Ok, I've harped on this in a few comments, but I think I need a full response to demonstrate the issue.
Let's say we have a daemon process that provides back-end inventory control for a shop that sells widgets.
my #items = qw(
widget
thingy
whozit
whatsit
);
my #items_in_stock = qw(
widget
thingy
);
my %in_stock;
my #in_stock(#items_in_stock) = (1) x #items_in_stock; #initialize all keys to 1
sub Process_Request {
my $request = shift;
if( $request eq REORDER ) {
Reorder_Items(\#items, \%in_stock);
}
else {
Error_Response( ILLEGAL_REQUEST );
}
}
sub Reorder_Items{
my $items = shift;
my $in_stock = shift;
# Order items we do not have in-stock.
for my $item ( #$items ) {
Reorder_Item( $item )
if not exists $in_stock->{$item};
}
}
The tool is great, it automatically keeps items in stock. Very nice. Now, the boss asks for automatically generated catalogs of in-stock items. So we modify Process_Request() and add catalog generation.
sub Process_Request {
my $request = shift;
if( $request eq REORDER ) {
Reorder_Items(\#items, \%in_stock);
}
if( $request eq CATALOG ) {
Build_Catalog(\#items, \%in_stock);
}
else {
Error_Response( ILLEGAL_REQUEST );
}
}
sub Build_Catalog {
my $items = shift;
my $in_stock = shift;
my $catalog_response = '';
foreach my $item ( #$items ) {
$catalog_response .= Catalog_Item($item)
if $in_stock->{$item};
}
return $catalog_response;
}
In testing, Build_Catalog() works fine. Hooray, we go live with the app.

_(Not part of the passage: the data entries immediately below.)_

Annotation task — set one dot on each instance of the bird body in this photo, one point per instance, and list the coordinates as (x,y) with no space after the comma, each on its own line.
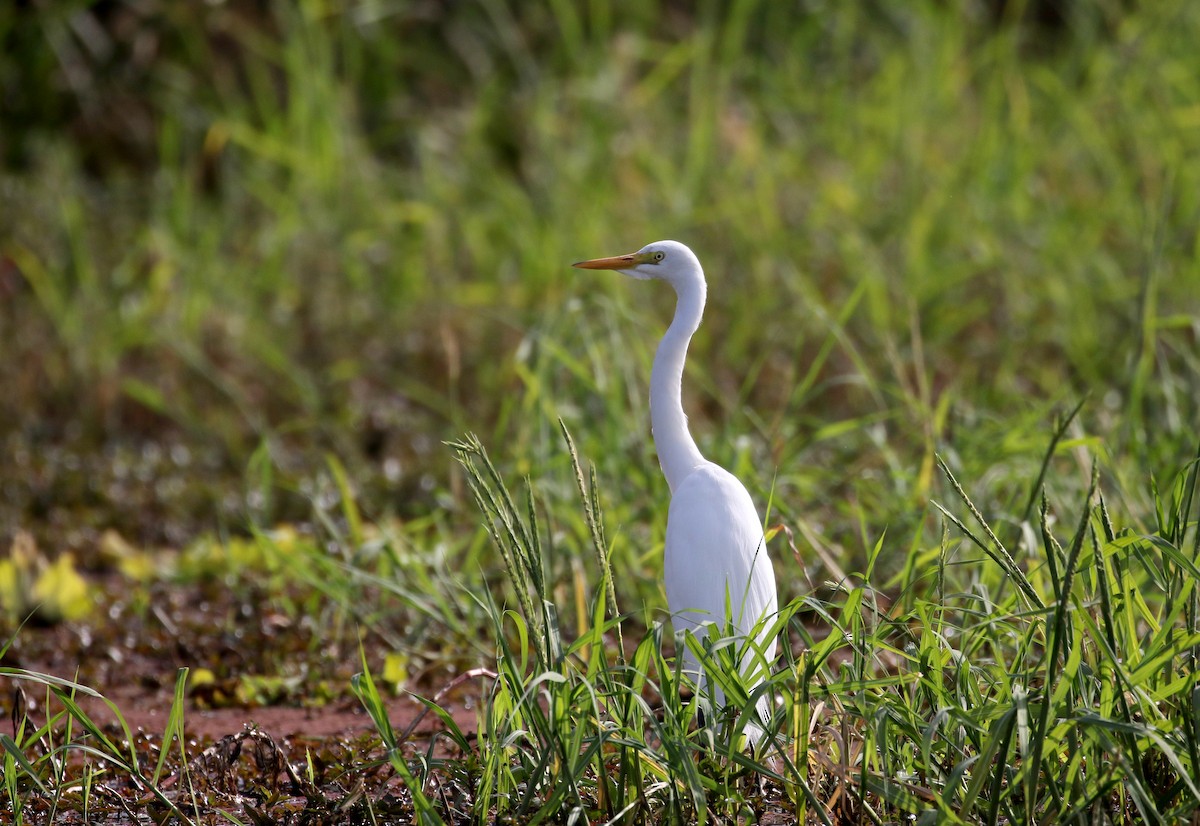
(715,554)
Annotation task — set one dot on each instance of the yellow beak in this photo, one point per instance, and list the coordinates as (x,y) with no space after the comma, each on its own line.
(615,263)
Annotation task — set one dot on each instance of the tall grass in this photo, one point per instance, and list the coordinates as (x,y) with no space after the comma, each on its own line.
(929,234)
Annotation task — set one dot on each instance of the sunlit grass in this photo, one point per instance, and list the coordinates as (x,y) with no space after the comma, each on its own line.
(952,339)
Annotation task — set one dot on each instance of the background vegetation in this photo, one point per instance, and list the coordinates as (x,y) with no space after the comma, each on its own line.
(259,261)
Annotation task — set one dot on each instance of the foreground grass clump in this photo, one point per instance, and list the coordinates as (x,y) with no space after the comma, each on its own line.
(1051,677)
(1050,681)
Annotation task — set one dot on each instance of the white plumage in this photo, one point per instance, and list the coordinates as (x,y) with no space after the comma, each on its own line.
(715,551)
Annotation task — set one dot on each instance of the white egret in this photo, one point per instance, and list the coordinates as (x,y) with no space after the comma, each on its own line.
(715,551)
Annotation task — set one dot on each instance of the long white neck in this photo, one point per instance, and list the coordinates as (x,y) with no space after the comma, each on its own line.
(677,450)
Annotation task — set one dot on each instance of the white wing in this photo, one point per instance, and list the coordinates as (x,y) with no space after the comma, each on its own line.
(714,548)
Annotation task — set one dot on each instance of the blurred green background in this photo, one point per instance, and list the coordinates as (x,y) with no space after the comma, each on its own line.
(238,237)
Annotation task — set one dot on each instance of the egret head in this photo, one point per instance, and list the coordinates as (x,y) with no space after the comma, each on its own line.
(665,261)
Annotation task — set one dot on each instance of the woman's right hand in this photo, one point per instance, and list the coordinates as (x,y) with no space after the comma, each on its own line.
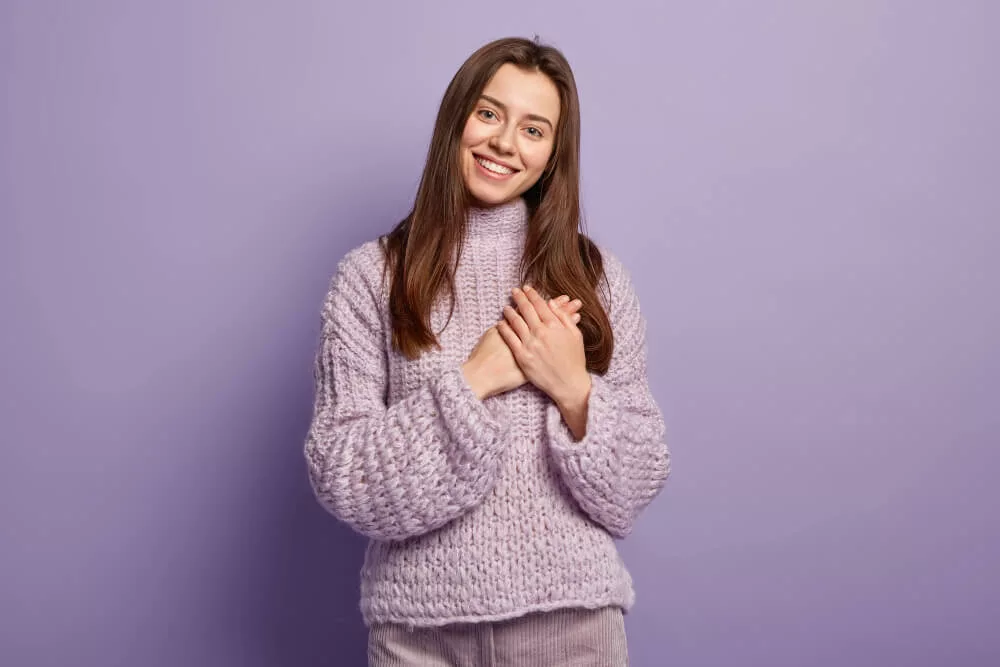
(491,368)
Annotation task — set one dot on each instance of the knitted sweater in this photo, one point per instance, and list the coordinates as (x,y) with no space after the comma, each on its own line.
(477,510)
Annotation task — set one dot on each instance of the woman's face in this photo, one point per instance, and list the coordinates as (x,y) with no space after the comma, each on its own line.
(509,136)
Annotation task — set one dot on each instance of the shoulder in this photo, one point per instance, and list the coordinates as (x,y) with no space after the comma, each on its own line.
(615,287)
(360,269)
(354,290)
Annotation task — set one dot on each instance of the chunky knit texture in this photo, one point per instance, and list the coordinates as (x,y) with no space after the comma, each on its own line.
(478,510)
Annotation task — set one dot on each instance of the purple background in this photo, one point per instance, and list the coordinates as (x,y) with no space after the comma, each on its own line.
(805,192)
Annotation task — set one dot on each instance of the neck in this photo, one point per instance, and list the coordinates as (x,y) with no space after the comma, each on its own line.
(507,219)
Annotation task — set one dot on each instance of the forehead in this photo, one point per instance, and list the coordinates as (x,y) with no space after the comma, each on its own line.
(524,92)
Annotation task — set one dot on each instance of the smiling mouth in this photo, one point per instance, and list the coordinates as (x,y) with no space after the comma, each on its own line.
(494,167)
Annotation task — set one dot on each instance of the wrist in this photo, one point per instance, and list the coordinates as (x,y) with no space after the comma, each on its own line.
(575,396)
(474,379)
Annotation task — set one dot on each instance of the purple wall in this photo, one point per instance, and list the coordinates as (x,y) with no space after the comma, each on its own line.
(806,193)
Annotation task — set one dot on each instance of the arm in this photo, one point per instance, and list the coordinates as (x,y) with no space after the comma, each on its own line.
(398,471)
(622,461)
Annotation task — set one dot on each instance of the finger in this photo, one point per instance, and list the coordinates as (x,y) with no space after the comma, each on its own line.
(517,324)
(545,313)
(527,309)
(558,301)
(509,337)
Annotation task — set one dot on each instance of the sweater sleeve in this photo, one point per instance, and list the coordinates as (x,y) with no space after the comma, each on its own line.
(399,471)
(622,461)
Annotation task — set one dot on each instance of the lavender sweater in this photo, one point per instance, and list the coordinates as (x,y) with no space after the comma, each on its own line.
(477,510)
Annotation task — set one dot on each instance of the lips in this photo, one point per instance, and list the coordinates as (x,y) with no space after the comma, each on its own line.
(495,166)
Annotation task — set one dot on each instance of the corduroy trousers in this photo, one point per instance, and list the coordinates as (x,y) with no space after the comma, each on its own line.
(560,638)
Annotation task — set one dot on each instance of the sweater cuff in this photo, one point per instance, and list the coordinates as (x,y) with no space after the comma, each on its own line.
(467,417)
(602,419)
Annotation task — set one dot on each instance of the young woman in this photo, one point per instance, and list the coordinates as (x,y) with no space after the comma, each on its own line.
(490,441)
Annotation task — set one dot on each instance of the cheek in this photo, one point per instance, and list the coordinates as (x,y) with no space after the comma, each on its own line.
(535,157)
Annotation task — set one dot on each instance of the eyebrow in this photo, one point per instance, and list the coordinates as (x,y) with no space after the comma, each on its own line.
(530,116)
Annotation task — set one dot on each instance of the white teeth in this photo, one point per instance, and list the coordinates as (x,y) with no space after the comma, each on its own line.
(494,167)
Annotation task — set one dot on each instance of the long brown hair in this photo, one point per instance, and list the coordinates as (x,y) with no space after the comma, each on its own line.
(557,258)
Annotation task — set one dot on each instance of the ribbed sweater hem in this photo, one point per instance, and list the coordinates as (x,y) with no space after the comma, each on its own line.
(429,621)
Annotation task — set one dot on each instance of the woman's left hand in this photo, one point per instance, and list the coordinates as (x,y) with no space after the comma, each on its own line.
(548,346)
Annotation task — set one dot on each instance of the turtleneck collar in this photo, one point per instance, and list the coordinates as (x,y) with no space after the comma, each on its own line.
(509,218)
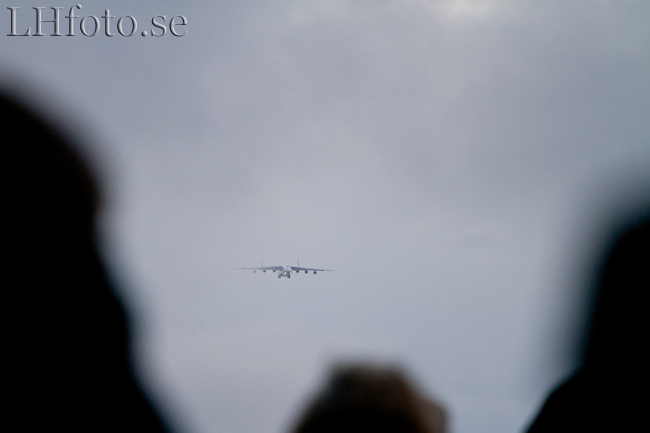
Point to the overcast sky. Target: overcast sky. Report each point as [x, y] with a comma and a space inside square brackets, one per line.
[450, 160]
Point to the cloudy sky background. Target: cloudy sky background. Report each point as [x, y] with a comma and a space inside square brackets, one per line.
[451, 160]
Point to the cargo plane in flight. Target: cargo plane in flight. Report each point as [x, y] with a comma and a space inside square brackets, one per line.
[286, 270]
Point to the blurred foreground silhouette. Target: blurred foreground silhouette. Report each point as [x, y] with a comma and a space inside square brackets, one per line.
[68, 353]
[373, 399]
[606, 393]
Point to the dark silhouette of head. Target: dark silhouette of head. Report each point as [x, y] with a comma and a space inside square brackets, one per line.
[68, 352]
[604, 395]
[373, 399]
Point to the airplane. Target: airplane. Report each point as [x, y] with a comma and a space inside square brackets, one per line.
[286, 270]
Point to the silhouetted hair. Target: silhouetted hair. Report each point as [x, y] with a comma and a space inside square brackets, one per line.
[68, 342]
[373, 399]
[605, 394]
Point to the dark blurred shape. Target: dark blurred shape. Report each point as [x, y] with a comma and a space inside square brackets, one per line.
[67, 359]
[606, 393]
[373, 399]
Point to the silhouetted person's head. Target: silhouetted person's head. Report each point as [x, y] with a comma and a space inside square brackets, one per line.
[68, 362]
[366, 398]
[606, 394]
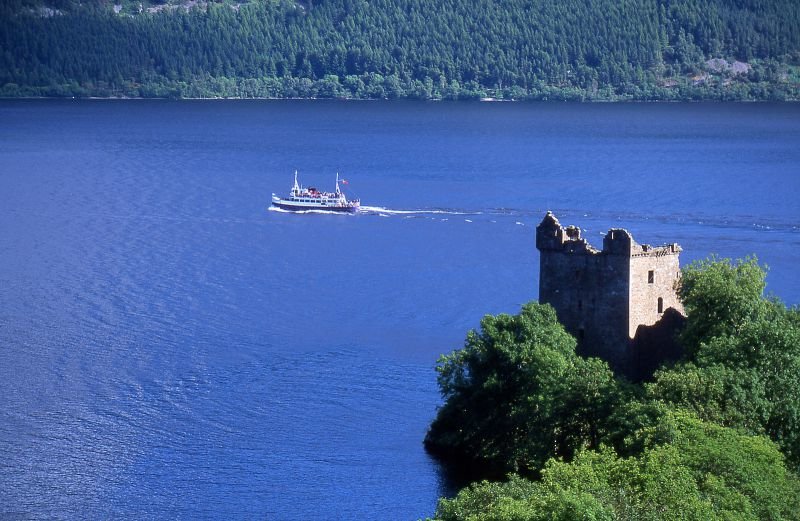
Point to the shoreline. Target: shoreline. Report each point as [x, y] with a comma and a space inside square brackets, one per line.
[394, 100]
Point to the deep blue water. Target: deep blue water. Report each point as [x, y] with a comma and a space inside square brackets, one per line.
[169, 348]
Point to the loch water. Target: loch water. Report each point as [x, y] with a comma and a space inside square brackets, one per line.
[171, 348]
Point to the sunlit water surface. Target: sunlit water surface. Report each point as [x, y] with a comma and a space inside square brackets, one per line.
[170, 348]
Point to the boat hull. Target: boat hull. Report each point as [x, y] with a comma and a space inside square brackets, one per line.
[304, 208]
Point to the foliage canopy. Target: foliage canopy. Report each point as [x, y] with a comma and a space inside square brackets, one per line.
[465, 49]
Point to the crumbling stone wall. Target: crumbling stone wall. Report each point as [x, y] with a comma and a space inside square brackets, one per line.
[606, 297]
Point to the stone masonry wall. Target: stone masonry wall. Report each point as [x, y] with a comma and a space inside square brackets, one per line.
[603, 297]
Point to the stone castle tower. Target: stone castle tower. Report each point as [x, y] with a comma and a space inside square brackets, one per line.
[620, 302]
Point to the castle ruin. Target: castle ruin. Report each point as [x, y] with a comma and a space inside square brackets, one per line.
[620, 302]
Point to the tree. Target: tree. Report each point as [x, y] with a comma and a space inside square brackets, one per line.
[688, 470]
[719, 297]
[517, 394]
[743, 367]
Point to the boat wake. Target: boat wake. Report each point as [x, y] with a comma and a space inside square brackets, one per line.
[435, 211]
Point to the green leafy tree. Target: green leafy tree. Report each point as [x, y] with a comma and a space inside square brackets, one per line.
[743, 368]
[688, 470]
[517, 394]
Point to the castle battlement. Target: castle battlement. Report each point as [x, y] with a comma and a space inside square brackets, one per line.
[609, 297]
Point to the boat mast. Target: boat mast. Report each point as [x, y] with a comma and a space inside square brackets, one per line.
[296, 187]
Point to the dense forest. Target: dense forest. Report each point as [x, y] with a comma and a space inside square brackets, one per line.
[714, 436]
[421, 49]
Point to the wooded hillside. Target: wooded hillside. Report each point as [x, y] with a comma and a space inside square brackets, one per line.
[520, 49]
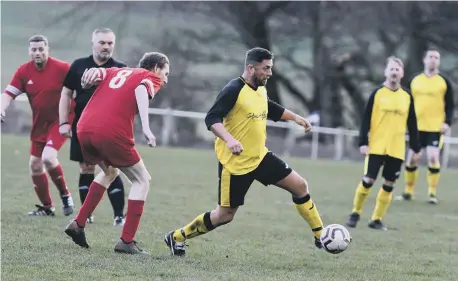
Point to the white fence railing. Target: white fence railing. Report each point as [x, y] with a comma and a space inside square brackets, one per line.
[340, 134]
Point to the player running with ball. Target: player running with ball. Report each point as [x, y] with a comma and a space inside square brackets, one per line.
[107, 140]
[238, 119]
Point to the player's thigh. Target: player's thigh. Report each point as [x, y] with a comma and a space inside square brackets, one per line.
[373, 163]
[117, 153]
[435, 142]
[272, 170]
[423, 138]
[232, 189]
[76, 153]
[433, 139]
[137, 172]
[89, 148]
[36, 148]
[409, 161]
[392, 168]
[55, 139]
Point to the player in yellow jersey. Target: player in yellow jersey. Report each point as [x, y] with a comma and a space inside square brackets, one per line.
[238, 119]
[433, 96]
[389, 113]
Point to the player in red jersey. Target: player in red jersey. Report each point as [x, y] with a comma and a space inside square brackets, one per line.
[41, 79]
[107, 139]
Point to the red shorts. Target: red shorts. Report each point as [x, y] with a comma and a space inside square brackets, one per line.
[97, 148]
[54, 140]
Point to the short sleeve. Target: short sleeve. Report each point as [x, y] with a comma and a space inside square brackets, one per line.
[16, 86]
[72, 80]
[224, 103]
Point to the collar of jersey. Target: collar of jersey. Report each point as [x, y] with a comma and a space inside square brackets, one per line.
[246, 83]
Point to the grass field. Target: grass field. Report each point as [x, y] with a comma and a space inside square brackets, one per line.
[267, 241]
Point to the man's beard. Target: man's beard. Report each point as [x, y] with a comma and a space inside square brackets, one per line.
[260, 82]
[104, 56]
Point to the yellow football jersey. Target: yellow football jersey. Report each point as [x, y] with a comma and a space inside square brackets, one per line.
[433, 98]
[244, 111]
[387, 117]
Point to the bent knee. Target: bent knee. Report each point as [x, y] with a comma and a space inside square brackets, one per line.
[224, 215]
[112, 173]
[368, 180]
[36, 165]
[50, 161]
[87, 168]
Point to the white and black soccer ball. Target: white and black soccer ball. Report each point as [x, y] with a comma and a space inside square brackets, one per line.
[335, 238]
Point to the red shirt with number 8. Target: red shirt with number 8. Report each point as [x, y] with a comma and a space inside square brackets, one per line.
[112, 108]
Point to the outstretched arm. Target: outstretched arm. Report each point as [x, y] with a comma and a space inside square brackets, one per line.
[277, 112]
[92, 77]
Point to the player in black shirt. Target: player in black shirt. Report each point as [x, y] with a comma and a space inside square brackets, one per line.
[103, 41]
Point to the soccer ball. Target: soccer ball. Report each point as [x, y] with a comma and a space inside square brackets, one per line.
[335, 238]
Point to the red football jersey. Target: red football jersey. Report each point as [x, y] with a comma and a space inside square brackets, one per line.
[43, 90]
[113, 106]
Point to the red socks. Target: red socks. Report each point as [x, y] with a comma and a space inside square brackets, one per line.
[134, 213]
[93, 198]
[42, 190]
[57, 176]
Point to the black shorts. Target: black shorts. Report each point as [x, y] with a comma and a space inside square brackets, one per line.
[75, 149]
[391, 167]
[233, 188]
[434, 139]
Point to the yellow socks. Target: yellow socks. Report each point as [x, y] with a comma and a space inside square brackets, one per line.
[200, 225]
[411, 175]
[433, 178]
[362, 191]
[309, 212]
[383, 200]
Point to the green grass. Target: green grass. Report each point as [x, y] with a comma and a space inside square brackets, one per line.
[267, 240]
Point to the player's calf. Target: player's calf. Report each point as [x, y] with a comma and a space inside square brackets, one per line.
[204, 223]
[76, 232]
[383, 201]
[304, 204]
[96, 191]
[41, 186]
[56, 173]
[361, 194]
[140, 179]
[433, 174]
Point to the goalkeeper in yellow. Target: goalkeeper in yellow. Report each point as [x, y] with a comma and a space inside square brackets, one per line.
[433, 97]
[389, 113]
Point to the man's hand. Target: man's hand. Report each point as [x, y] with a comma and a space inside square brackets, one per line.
[445, 128]
[301, 121]
[234, 146]
[150, 138]
[415, 157]
[65, 130]
[91, 77]
[364, 149]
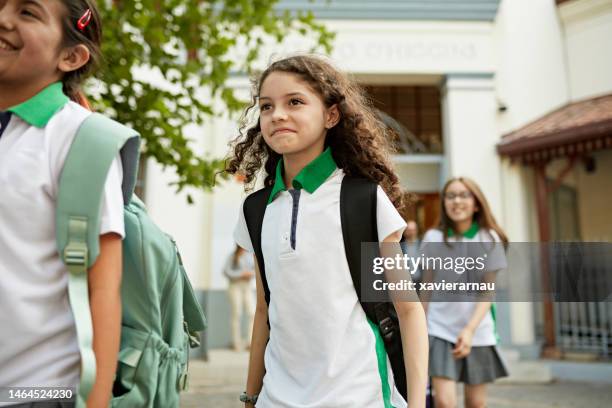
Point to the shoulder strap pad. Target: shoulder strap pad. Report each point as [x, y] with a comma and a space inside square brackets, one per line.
[358, 198]
[254, 210]
[81, 185]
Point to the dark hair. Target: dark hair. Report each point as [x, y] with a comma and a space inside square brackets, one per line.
[90, 36]
[359, 142]
[484, 216]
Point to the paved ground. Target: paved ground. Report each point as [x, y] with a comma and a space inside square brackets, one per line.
[218, 382]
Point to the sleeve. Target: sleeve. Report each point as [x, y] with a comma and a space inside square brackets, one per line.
[387, 218]
[111, 216]
[241, 232]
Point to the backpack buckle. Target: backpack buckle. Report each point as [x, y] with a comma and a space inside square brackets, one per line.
[75, 257]
[387, 328]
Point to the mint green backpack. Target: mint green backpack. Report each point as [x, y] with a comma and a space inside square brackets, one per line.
[161, 315]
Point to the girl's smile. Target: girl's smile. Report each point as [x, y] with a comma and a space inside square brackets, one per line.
[30, 46]
[293, 117]
[459, 202]
[6, 46]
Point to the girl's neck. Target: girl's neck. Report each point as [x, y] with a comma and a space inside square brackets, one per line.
[12, 94]
[463, 226]
[294, 163]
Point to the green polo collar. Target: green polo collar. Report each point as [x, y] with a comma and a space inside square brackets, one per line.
[310, 178]
[470, 233]
[39, 109]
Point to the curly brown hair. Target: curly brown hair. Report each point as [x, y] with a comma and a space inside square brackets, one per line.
[359, 142]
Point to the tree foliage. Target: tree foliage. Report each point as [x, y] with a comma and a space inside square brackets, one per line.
[188, 46]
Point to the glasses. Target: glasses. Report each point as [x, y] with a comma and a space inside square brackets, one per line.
[464, 195]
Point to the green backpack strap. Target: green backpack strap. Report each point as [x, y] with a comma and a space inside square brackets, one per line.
[79, 201]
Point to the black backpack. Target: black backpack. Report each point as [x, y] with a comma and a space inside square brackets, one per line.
[358, 218]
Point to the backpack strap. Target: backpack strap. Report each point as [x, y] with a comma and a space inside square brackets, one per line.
[254, 210]
[79, 201]
[358, 198]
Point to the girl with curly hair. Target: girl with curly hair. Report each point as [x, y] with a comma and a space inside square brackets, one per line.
[312, 345]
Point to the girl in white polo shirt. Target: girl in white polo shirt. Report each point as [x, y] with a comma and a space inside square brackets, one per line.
[46, 49]
[314, 126]
[462, 334]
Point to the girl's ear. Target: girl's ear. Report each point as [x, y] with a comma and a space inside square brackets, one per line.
[332, 116]
[73, 58]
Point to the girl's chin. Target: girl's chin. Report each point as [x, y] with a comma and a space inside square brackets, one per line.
[460, 217]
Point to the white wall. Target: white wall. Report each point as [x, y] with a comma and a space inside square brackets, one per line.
[594, 198]
[470, 133]
[588, 29]
[531, 77]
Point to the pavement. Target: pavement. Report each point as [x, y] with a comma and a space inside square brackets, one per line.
[217, 383]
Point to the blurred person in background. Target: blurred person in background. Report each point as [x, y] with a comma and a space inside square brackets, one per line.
[240, 270]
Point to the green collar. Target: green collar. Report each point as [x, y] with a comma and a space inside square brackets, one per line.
[39, 109]
[470, 233]
[310, 178]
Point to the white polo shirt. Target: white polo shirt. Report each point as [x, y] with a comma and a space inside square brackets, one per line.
[38, 343]
[322, 351]
[447, 319]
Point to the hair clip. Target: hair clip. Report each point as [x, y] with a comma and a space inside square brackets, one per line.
[84, 20]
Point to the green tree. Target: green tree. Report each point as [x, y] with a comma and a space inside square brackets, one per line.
[189, 43]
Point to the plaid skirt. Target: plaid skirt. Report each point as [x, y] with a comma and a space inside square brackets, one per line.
[483, 364]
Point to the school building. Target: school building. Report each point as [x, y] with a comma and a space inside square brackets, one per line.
[516, 94]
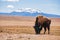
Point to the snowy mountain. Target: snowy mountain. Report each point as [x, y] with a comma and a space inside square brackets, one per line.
[29, 12]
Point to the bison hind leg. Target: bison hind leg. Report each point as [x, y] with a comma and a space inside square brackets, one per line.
[44, 30]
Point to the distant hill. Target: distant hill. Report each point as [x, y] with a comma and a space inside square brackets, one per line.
[30, 14]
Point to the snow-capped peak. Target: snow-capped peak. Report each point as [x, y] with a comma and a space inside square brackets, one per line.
[28, 10]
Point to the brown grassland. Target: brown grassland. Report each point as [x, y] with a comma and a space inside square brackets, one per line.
[21, 28]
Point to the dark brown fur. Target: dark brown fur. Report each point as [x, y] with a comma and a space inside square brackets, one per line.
[42, 22]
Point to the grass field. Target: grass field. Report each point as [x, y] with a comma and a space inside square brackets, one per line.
[22, 29]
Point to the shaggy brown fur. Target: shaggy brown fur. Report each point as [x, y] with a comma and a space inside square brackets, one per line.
[42, 22]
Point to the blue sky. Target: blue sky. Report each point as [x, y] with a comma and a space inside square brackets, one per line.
[47, 6]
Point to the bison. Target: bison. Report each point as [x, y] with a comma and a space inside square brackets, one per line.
[42, 22]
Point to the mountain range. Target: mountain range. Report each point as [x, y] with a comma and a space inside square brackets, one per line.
[30, 12]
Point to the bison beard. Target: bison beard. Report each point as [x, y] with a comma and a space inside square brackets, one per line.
[43, 23]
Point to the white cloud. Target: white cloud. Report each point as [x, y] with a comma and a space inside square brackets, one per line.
[11, 0]
[10, 6]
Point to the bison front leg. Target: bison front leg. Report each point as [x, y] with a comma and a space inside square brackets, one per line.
[44, 30]
[48, 29]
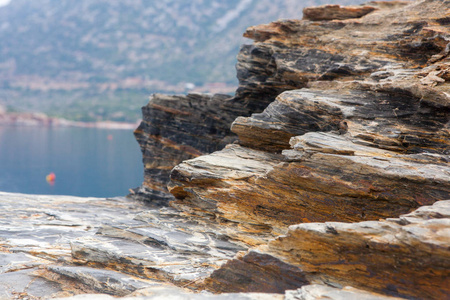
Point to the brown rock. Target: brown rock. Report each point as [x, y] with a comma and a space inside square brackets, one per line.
[335, 12]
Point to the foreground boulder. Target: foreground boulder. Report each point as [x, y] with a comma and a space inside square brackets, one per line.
[404, 257]
[367, 136]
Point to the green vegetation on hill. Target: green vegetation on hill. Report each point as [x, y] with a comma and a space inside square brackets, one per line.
[55, 55]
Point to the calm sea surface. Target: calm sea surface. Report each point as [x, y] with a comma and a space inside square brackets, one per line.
[85, 161]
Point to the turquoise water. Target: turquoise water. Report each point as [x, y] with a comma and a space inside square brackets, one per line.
[86, 161]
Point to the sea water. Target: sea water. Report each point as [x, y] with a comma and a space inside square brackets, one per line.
[85, 161]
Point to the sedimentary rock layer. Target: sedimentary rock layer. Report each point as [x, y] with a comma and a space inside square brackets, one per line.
[404, 257]
[176, 128]
[368, 136]
[407, 256]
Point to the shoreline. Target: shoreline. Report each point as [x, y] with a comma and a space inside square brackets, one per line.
[40, 119]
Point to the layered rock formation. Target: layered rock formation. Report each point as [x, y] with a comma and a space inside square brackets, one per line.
[366, 138]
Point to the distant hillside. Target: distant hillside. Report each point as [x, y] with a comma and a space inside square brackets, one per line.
[99, 59]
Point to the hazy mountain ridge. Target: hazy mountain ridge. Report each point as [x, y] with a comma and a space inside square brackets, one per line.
[145, 46]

Oops. For some reason nothing is being ordered, the company runs out of stock of everything.
The Build_Catalog() routine adds keys to %in_stock, so Reorder_Items() now sees everything as in stock and never makes an order.
Using Hash::Util's lock_hash can help prevent accidental hash modification. If we locked %in_stock before calling Build_Catalog() we would have gotten a fatal error and would never have gone live with the bug.
In summary, it is best to test existence of keys rather than truth of your set-hash values. If you are using existence as a signifier, don't set your values to '1' because that will mask bugs and make them harder to track. Using lock_hash can help catch these problems.
If you must check for the truth of the values, do so in every case.